OK, comments please. Note that I do agree with many other additional safety measures suggested, and this only one further suggestion. It would have helped in this case, but might it lead to a higher probability of accidents in other cases?

Profit Max.

30th May 2004, 15:57
Profit Max,

we are always talking here of the RA as a (i.e. THE!) last resort. As such we are talking of a matter of seconds. If a once given advisory was changed this would probably cause more confusion than help - especially when we continue toying with ideas and think of a situation where the crew who had not complied in the first place (here: the TU154) suddenly make up their mind and start following the (original) RA (not an unlikely scenario, as we know now that a short discussion about the RA had taken place in the TU154 cockpit). This would then create yet another RA, and so on, rendering TCAS unnecessary/useless.

ATC Watcher
31st May 2004, 05:53
Profit Max, what you described already exists and was planned to work with version 7. ( sense reversal RA ) It did not work in Ueberlingen for a lot of reasons which have been in the meantime identified. A change proposal (CP )to rectify the CAS logic was issued by Eurocontrol , evn prior Ueberlingen, it is called CP112.
The problem is that the FAA who owns the software has disbanded the TCAS programme and there is nobody to work on the software change.

31st May 2004, 08:50
I think we need to be careful of adding "more technology" to solve a "problem", when the current technology should have prevented it, but other (Human) factors prevented it.

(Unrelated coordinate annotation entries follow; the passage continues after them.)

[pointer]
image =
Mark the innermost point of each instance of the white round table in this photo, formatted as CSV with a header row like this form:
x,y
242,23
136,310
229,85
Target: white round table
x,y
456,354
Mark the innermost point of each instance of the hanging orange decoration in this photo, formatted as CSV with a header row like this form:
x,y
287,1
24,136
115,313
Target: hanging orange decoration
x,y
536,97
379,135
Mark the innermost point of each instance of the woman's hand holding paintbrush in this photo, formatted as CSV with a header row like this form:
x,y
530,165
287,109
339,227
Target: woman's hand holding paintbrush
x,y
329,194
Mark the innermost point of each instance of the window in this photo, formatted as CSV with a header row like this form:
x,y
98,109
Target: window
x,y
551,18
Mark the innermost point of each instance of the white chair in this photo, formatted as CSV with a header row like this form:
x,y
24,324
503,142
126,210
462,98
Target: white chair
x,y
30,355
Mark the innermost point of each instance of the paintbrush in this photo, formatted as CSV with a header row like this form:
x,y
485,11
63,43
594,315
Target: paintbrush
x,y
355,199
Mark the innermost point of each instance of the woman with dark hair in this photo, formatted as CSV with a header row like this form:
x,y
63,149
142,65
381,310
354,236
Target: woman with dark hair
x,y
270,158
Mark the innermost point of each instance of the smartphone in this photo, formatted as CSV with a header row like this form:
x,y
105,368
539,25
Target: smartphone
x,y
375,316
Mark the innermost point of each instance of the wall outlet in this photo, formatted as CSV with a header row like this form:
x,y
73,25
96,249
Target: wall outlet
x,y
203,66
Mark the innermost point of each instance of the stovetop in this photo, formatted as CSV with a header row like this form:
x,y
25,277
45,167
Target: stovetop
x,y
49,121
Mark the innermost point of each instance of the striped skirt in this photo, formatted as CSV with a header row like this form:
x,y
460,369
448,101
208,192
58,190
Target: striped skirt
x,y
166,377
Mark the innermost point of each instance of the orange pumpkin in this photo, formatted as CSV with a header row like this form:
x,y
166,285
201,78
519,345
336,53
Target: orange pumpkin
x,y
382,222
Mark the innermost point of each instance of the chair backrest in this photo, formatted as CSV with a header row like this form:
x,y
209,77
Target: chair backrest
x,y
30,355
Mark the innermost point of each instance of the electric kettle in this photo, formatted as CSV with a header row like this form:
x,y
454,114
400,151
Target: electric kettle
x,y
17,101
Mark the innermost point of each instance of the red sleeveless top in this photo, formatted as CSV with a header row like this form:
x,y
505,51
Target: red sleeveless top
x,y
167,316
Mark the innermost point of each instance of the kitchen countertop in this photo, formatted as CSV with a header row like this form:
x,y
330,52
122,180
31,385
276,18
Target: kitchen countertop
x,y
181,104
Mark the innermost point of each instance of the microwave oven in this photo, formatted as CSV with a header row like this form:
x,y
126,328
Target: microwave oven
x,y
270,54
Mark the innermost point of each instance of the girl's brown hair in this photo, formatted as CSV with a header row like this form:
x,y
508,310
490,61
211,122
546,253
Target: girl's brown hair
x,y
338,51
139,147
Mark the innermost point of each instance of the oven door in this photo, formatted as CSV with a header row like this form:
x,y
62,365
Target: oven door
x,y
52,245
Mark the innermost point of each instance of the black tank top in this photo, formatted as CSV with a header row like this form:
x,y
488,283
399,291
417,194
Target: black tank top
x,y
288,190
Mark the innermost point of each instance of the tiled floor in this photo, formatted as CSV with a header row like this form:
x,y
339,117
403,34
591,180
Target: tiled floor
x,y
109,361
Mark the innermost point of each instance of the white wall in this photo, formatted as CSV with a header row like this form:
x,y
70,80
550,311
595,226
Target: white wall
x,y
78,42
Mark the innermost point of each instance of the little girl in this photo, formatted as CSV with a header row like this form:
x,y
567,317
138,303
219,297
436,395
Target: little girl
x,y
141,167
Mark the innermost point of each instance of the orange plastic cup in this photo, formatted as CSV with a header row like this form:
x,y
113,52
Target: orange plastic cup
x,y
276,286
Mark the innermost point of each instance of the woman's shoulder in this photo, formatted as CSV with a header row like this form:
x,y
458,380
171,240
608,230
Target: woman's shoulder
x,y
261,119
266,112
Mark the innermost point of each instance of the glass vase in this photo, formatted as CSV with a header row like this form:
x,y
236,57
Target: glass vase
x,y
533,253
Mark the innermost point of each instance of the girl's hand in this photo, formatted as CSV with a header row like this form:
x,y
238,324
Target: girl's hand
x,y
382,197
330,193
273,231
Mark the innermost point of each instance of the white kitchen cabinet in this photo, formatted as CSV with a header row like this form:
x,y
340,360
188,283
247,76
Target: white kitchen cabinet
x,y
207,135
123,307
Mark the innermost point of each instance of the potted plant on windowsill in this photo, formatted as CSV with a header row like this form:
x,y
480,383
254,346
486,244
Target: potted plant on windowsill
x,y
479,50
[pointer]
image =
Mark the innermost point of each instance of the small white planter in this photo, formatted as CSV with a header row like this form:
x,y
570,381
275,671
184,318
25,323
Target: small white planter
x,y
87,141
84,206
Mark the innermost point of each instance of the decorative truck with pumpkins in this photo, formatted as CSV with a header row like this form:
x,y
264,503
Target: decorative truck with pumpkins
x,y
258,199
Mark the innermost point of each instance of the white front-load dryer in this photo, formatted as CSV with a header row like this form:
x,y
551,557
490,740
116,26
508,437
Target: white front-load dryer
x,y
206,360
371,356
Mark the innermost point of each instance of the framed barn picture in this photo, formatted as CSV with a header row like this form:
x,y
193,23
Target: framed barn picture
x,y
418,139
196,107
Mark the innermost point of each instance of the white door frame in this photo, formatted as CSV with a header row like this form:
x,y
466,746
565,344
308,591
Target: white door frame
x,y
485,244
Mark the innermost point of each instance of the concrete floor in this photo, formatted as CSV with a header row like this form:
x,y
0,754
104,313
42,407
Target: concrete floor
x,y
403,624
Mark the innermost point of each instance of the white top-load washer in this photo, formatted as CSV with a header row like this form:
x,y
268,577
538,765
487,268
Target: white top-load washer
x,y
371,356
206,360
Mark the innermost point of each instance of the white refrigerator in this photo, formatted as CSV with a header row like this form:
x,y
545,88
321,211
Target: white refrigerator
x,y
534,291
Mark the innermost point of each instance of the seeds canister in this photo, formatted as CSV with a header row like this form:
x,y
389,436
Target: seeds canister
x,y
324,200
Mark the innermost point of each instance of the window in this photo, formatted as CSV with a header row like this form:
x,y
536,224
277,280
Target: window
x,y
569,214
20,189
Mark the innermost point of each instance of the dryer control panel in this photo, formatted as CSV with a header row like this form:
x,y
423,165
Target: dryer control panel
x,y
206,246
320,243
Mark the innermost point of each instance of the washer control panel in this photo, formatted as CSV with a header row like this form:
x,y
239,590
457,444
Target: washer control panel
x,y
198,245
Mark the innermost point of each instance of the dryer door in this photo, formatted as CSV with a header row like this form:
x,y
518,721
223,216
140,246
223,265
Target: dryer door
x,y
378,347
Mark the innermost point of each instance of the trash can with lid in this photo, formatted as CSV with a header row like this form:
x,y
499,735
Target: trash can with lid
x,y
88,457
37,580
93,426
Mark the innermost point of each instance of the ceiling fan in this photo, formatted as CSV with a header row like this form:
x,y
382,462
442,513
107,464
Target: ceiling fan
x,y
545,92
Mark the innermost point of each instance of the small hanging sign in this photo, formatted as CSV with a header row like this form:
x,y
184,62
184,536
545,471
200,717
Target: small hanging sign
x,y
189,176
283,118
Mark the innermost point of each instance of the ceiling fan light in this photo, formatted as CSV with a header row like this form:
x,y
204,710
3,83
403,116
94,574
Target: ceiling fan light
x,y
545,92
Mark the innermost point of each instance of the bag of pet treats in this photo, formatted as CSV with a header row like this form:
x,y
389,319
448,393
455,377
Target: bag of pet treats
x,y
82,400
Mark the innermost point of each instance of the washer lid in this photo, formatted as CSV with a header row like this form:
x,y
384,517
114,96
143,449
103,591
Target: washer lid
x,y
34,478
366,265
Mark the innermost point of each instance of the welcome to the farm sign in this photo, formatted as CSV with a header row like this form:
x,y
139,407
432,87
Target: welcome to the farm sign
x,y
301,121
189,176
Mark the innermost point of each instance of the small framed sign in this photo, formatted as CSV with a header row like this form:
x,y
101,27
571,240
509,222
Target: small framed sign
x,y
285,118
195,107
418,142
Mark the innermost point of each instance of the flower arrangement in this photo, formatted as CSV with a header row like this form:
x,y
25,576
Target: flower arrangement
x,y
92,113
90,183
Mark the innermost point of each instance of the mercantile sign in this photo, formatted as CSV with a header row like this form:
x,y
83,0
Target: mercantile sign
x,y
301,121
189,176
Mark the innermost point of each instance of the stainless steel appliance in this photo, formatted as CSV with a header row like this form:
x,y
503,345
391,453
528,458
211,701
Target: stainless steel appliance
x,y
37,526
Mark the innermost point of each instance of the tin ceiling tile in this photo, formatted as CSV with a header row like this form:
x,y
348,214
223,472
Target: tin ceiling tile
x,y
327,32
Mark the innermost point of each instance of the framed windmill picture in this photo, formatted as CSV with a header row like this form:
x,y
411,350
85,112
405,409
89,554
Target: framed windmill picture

The "Human Factors" here were poor worldwide management in ensuring that all Flt Crew and Manuals were at one over obeying the RA rather than ATC. That was quickly corrected... so the problem should not recur. (NB of course TCAS works perfectly well if one aircraft ignores the RA).

As has also been stated, the RA is a last resort. Why did we get to the last resort? Again, Human failings - largely Management again with the staffing levels and disabled technology at ATC. All this combined with one small error and the tragic results.

Let's concentrate on correcting the identified error's (largely done?), rather than inventing more technology to cope if this particular set of c*ck-ups occurred again.